Node.js Application Troubleshooting Manual — Outline and General Problem Metrics

7 min readJul 4, 2019

By Yijun

Intro

Have you ever wanted to try Node.js for application development, but always heard that it is unsafe and unstable? And, have you ever wanted to promote and expand the scope and influence of front-end services, but you can’t convince the technical leaders?

Nowadays, JavaScript has grown far from the “battlefield” of the original browser, and has extended its reach to the server, PC cross-platform client solutions, and other fields, with the help of the Node.js. However, at the same time, JS Runtime is still in a black box status for the vast majority of developers, in which case, developers aren’t aware of the running status, and do not have a good tool chain for further support when performance or memory problems occur.

Based on the Node.js Performance Platform, this manual introduces how to find, locate and solve the problems that may be encountered in the process of development and launch, so that readers can have more confidence in Node.js.

This manual belongs to the advanced part of Node.js development, so we hope that readers of this manual have the following basic skills:

Basic capability for Node.js application development
Understanding of common server performance metric parameters, such as CPU, Memory, Load, and number of opened files
Understanding of common database, cache, and other operations
Understanding of load balancing, and the multi-process model
Understanding of the basic knowledge and resource management of container, if containers are used

This manual is first published on GitHub at https://github.com/aliyun-node/Node.js-Troubleshooting-Guide and will be simultaneously updated to the community.

Note: At the time of writing, the Node.js Performance Platform product is only available for domestic (Mainland China) accounts.

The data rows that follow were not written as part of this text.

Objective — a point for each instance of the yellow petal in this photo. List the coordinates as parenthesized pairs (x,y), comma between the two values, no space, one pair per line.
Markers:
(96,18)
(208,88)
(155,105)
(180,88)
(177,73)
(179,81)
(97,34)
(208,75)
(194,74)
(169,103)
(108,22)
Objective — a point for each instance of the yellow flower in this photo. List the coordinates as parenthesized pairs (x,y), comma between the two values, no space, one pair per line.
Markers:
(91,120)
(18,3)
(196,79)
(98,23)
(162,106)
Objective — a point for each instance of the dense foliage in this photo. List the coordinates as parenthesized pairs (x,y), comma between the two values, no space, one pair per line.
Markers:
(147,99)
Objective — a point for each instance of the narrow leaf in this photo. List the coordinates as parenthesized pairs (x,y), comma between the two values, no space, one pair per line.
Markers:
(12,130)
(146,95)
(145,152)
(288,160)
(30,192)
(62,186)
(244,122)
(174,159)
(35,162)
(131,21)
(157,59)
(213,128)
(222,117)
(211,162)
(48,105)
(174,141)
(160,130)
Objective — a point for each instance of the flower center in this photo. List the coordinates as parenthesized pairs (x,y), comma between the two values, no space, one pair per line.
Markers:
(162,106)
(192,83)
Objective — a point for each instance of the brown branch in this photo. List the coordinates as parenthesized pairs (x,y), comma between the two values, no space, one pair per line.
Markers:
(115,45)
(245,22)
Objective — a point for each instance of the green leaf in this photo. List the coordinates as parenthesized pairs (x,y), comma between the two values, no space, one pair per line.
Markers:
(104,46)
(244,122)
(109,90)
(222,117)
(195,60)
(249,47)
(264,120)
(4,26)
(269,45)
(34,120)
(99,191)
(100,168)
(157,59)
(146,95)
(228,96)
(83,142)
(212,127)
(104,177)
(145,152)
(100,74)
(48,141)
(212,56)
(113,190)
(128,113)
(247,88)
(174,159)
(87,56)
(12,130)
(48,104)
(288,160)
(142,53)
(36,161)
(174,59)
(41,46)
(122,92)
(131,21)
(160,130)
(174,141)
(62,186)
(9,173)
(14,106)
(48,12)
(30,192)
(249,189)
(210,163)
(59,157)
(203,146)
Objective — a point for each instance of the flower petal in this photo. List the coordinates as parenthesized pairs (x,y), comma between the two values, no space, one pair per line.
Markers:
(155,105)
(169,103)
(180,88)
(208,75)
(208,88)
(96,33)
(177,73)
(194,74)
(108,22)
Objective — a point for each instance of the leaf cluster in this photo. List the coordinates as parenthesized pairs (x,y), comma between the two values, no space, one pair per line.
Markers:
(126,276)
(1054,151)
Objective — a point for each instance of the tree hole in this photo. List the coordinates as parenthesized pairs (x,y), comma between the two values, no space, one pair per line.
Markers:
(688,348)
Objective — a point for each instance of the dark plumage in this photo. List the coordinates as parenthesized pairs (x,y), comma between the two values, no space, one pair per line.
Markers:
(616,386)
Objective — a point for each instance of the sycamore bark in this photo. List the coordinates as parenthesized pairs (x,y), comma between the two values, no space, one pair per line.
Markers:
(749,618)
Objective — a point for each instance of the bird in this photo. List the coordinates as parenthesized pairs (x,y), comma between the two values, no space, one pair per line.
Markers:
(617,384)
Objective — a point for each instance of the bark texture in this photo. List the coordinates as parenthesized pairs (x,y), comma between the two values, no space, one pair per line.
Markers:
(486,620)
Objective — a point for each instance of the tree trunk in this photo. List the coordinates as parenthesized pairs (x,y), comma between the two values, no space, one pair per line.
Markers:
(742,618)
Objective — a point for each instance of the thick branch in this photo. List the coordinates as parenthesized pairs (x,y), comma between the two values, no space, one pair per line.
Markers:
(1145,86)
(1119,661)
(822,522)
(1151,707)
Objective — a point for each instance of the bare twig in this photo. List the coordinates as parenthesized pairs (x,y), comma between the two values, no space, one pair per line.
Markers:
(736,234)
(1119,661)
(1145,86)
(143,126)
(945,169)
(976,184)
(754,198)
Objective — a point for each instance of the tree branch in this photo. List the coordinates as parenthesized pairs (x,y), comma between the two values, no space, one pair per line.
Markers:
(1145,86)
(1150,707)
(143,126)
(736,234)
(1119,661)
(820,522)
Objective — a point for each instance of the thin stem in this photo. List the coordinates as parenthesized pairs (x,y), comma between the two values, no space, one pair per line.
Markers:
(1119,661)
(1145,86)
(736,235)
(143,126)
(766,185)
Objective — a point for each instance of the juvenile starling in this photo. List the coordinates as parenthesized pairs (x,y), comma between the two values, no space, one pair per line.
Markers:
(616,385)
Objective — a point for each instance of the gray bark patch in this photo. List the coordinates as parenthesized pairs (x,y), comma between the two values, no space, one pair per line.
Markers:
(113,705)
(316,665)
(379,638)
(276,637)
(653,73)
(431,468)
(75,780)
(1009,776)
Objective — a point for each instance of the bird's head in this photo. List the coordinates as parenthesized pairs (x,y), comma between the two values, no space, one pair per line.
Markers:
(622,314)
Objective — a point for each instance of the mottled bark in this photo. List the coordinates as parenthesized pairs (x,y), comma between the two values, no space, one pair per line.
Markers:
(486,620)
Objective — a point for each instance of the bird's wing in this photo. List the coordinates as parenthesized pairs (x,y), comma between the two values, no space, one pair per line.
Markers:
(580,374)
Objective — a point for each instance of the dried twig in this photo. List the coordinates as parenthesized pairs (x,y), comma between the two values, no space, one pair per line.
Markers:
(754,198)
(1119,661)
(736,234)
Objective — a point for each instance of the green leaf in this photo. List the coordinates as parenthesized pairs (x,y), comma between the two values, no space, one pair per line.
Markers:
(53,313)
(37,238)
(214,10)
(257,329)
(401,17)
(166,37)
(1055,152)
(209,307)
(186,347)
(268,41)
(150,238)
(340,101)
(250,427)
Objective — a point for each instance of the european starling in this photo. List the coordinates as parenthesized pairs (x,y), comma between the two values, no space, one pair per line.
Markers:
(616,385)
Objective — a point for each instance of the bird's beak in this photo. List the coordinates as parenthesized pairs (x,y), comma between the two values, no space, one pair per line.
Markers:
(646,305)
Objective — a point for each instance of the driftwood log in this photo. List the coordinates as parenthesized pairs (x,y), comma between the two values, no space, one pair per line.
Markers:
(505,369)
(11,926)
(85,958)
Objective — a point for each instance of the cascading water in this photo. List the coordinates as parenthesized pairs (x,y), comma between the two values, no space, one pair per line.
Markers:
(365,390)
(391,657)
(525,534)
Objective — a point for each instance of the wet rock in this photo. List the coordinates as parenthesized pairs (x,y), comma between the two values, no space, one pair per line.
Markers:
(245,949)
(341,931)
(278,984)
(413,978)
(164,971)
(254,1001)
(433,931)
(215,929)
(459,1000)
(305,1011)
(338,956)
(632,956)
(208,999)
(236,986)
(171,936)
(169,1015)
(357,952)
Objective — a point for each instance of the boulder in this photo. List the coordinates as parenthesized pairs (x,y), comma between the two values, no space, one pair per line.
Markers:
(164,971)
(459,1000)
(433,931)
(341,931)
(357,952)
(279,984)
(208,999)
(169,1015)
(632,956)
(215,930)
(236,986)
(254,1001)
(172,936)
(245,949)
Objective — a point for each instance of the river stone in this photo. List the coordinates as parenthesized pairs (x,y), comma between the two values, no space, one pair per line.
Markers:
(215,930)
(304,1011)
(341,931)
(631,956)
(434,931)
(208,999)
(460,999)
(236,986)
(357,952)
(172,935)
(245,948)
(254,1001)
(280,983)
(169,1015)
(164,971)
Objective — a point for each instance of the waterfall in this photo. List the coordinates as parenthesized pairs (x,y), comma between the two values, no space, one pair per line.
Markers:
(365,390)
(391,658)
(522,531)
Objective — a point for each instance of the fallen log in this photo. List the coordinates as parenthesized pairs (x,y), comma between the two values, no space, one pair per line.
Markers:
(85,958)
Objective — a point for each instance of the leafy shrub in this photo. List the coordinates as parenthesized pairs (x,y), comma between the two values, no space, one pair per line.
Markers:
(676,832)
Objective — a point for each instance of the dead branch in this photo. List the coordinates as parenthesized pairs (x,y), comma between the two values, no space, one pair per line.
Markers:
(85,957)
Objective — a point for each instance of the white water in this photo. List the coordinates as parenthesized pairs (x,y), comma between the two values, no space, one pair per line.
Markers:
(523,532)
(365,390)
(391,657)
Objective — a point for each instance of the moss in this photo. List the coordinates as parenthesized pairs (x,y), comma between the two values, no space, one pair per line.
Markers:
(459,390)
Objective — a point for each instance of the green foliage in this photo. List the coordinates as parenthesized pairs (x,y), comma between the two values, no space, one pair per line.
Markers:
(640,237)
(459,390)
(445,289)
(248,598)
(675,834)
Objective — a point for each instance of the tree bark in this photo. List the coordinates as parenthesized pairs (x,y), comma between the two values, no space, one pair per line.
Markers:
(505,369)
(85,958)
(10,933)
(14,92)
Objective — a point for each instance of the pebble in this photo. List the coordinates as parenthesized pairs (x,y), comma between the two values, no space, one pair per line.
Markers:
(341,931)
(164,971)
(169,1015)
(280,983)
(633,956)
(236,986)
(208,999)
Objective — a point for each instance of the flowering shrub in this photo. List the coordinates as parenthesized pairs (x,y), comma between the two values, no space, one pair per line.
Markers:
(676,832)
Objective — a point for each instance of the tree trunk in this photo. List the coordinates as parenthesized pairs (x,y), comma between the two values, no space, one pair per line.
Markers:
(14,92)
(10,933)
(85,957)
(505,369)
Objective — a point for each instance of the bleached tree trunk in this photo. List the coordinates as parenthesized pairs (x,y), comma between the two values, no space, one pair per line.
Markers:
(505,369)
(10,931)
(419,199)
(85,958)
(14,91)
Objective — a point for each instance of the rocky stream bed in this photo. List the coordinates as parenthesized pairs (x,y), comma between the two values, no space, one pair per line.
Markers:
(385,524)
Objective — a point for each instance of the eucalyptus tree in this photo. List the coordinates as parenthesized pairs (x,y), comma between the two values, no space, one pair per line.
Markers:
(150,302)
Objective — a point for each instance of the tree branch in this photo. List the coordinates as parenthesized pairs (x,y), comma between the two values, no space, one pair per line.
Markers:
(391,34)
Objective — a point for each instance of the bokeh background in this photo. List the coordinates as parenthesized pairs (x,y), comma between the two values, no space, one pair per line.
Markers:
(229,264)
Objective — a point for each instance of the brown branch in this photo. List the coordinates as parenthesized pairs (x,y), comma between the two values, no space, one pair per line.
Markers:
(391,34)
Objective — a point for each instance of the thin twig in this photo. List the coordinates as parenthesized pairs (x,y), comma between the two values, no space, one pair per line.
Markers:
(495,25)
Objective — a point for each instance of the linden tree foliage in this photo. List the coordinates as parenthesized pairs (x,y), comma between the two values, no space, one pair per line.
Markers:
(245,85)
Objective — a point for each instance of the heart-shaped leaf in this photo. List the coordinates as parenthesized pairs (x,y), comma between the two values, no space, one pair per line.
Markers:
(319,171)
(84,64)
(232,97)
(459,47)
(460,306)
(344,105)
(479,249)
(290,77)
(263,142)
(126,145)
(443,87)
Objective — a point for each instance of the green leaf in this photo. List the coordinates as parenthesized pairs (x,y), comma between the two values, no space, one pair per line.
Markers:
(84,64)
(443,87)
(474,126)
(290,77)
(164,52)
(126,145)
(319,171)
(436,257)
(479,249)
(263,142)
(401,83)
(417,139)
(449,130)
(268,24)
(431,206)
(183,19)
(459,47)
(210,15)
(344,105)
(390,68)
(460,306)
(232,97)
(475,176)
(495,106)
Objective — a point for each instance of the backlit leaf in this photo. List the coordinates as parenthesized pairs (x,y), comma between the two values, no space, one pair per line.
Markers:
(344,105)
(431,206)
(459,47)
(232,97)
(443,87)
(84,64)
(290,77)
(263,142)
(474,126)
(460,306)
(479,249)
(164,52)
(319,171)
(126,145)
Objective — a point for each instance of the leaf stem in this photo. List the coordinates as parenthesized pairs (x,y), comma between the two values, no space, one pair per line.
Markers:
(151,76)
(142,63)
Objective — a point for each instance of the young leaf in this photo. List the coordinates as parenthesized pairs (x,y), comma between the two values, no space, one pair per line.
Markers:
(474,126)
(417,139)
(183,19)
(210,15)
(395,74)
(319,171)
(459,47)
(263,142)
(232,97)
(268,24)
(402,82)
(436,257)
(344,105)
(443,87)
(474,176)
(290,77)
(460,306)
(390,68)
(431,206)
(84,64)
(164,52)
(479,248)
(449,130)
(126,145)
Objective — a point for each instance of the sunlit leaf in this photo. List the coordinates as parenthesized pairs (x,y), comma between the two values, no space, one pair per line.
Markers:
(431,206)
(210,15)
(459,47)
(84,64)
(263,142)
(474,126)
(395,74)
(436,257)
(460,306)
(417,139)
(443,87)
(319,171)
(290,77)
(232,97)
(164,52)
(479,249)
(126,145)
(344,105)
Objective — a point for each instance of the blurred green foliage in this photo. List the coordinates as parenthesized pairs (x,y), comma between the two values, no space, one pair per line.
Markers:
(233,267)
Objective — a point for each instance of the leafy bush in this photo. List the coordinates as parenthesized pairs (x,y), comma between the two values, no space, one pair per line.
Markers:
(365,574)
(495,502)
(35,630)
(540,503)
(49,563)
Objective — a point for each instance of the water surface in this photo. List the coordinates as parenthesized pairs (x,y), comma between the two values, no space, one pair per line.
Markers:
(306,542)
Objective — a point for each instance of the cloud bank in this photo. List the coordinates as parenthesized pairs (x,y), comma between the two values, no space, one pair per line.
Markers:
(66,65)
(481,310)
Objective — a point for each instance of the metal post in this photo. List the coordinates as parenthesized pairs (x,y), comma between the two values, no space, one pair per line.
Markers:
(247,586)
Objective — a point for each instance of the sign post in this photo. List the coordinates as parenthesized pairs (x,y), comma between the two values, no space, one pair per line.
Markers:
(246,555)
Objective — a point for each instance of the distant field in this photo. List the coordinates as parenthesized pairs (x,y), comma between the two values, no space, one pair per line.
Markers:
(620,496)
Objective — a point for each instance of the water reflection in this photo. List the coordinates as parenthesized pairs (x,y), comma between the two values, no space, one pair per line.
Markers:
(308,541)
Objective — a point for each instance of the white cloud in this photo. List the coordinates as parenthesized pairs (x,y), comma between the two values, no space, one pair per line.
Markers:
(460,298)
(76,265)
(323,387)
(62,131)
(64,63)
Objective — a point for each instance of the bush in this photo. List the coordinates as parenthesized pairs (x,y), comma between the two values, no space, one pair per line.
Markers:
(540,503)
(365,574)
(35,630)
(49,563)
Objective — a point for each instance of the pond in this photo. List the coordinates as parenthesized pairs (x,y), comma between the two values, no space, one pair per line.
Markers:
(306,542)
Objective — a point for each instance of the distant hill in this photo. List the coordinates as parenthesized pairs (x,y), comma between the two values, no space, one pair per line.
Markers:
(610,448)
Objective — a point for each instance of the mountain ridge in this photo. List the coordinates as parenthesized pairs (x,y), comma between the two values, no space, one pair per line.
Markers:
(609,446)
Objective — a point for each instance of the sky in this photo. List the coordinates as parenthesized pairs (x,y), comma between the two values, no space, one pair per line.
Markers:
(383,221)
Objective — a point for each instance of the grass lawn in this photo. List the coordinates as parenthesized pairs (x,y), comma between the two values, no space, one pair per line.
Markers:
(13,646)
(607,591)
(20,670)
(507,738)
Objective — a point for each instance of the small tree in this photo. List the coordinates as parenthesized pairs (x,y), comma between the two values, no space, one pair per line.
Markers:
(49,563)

Metrics for Routine Troubleshooting

Many people may feel overwhelmed the first time they encounter an online exception. Preliminarily, this section will start with the common troubleshooting metrics when the server is abnormal, to help you build a more intuitive problem handling system.

After all, if we do not know what is wrong with the system when facing online exceptions, then it will be impossible for us to locate the problem code further with the help of the Node.js Performance Platform.

Error Logs

When a problem occurs with our application, we first need to check the error log of our application to see if any errors have been thrown during this period, resulting in the instability of our service.

This information obviously varies from application to application. When our project is relatively large (the number of ECS/Docker nodes is large), it is necessary to collect error logs in a unified manner to ensure that we can quickly locate problems that occur. A simple unified log platform can be designed as follows:

Message queuing (Kafka) is usually used as a buffer between the Collector and Agent to reduce the load on both sides. ELK is a relatively mature log service.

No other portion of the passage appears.